Corruption takes many forms in different countries and locations. Here in the United States it may not be as common to pay off a judge or a customs official as it is in most low- and middle-income countries, but we do have quite a bit of legalised bribery, especially in the form of electoral campaign contributions. The most obvious current case is that of healthcare reform, where the powerful insurance, pharmaceutical and other lobbies are in the process of vetoing some of the most important parts of the healthcare reform that most Americans want and need.
For example, the vast majority of Americans favour a public option – insurance offered by the government, as we have for senior citizens in the Medicare programme – yet these powerful interests are blocking it in the Senate.

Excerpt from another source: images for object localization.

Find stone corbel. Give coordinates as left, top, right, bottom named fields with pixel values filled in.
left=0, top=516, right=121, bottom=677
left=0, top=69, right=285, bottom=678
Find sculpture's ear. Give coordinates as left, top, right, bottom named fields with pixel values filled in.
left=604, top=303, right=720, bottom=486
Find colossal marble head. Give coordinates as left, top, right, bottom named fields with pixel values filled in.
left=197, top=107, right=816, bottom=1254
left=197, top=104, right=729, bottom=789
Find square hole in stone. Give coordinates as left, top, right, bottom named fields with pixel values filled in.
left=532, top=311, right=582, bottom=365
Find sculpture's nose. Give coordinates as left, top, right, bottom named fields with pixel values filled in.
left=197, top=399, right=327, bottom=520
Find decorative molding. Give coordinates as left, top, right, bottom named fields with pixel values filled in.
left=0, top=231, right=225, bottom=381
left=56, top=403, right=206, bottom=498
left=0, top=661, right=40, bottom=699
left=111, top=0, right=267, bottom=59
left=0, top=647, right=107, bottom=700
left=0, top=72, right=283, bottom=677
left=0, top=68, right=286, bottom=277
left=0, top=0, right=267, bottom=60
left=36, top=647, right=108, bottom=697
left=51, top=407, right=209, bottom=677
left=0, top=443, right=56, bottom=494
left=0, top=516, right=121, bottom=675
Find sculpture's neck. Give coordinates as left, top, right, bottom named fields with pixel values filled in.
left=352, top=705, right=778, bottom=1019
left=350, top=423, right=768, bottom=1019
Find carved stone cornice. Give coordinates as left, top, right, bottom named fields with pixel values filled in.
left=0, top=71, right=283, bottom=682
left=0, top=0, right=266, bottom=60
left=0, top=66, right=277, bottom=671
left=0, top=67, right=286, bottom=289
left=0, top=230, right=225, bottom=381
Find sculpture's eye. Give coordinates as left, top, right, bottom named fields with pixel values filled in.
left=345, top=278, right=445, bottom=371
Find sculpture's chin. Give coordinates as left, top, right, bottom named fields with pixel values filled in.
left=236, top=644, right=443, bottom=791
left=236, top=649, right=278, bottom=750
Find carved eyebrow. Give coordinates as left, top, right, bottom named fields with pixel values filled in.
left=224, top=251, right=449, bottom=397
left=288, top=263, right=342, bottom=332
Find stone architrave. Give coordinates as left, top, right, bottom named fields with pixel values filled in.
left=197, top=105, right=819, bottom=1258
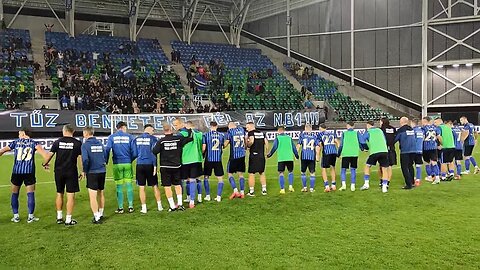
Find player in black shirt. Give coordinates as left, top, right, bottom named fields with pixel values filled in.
left=44, top=125, right=82, bottom=226
left=152, top=124, right=193, bottom=212
left=380, top=118, right=397, bottom=187
left=246, top=122, right=269, bottom=196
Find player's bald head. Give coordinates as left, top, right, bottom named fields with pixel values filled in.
left=400, top=117, right=409, bottom=125
left=228, top=121, right=237, bottom=129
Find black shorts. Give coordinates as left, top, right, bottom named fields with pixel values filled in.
left=423, top=150, right=438, bottom=163
left=228, top=157, right=246, bottom=174
left=414, top=153, right=423, bottom=165
left=181, top=163, right=203, bottom=179
left=301, top=160, right=316, bottom=173
left=442, top=148, right=455, bottom=163
left=366, top=152, right=389, bottom=168
left=278, top=161, right=294, bottom=172
left=464, top=145, right=474, bottom=156
left=455, top=149, right=463, bottom=161
left=321, top=154, right=337, bottom=168
left=136, top=164, right=158, bottom=186
left=160, top=167, right=182, bottom=186
left=204, top=161, right=224, bottom=177
left=11, top=173, right=36, bottom=187
left=387, top=149, right=397, bottom=166
left=86, top=173, right=106, bottom=190
left=55, top=171, right=80, bottom=193
left=437, top=149, right=443, bottom=163
left=341, top=157, right=358, bottom=169
left=248, top=154, right=266, bottom=174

This is despite the modest nature of the reform, which would not provide free or universal insurance, but rather an additional option that employers and individuals could buy into, with some subsidies for those who could not afford it. The insurance companies don't want competition, and the pharmaceutical corporations don't want another potentially large buyer that could bargain against their own monopoly power over the prices of patented drugs.

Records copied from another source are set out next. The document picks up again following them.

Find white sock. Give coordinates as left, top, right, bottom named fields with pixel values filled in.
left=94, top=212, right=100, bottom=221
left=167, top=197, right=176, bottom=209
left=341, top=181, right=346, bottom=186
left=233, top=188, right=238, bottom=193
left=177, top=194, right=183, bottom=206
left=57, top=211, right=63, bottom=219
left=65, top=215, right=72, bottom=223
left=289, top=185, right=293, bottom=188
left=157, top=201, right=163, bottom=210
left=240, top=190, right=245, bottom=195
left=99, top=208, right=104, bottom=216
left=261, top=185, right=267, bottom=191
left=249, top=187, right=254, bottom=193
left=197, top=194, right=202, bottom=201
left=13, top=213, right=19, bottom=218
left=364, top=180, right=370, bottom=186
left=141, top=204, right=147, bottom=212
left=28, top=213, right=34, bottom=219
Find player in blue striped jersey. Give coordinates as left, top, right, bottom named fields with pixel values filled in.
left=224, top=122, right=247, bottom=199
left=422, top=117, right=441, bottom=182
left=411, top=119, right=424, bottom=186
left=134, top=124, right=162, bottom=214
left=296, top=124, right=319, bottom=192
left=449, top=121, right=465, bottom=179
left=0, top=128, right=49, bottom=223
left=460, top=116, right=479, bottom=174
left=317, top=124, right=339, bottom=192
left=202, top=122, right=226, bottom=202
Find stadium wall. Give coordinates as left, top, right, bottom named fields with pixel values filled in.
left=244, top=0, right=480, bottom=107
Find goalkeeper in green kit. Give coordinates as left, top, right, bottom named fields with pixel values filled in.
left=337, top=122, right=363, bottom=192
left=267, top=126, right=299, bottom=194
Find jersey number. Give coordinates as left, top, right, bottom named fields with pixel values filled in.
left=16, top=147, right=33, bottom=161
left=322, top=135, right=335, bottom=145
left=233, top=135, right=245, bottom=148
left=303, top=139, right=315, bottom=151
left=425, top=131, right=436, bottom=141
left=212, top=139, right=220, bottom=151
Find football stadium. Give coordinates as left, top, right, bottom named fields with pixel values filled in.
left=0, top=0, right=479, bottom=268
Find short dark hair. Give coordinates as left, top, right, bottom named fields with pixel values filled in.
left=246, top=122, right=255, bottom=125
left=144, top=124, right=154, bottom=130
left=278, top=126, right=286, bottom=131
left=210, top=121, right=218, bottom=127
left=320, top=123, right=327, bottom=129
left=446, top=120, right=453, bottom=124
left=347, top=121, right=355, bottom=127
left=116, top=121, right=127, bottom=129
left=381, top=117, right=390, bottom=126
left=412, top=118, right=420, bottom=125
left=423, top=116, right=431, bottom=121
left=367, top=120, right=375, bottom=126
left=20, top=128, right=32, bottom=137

The United States is a rich country, so it seems obvious that our forms of corruption are preferable to those that plague developing countries. And they are, in the sense that it that it is always better to be a rich country and have rich country problems than to be a poor or middle-income country. But if we look at the US from the point of view of its potential – and I don't mean utopian dreams but merely what is quite feasible and practical in the immediate or near future – it seems that we have a very limited form of democracy.
One year after the collapse of Lehman Brothers and nearly two years into our worst recession since the Great Depression, we have almost nothing to show in the way of reforms that could prevent a recurrence. The financial sector is probably more concentrated than it was before the crisis, and financial firms are still gambling with taxpayer guarantees, and even subsidies.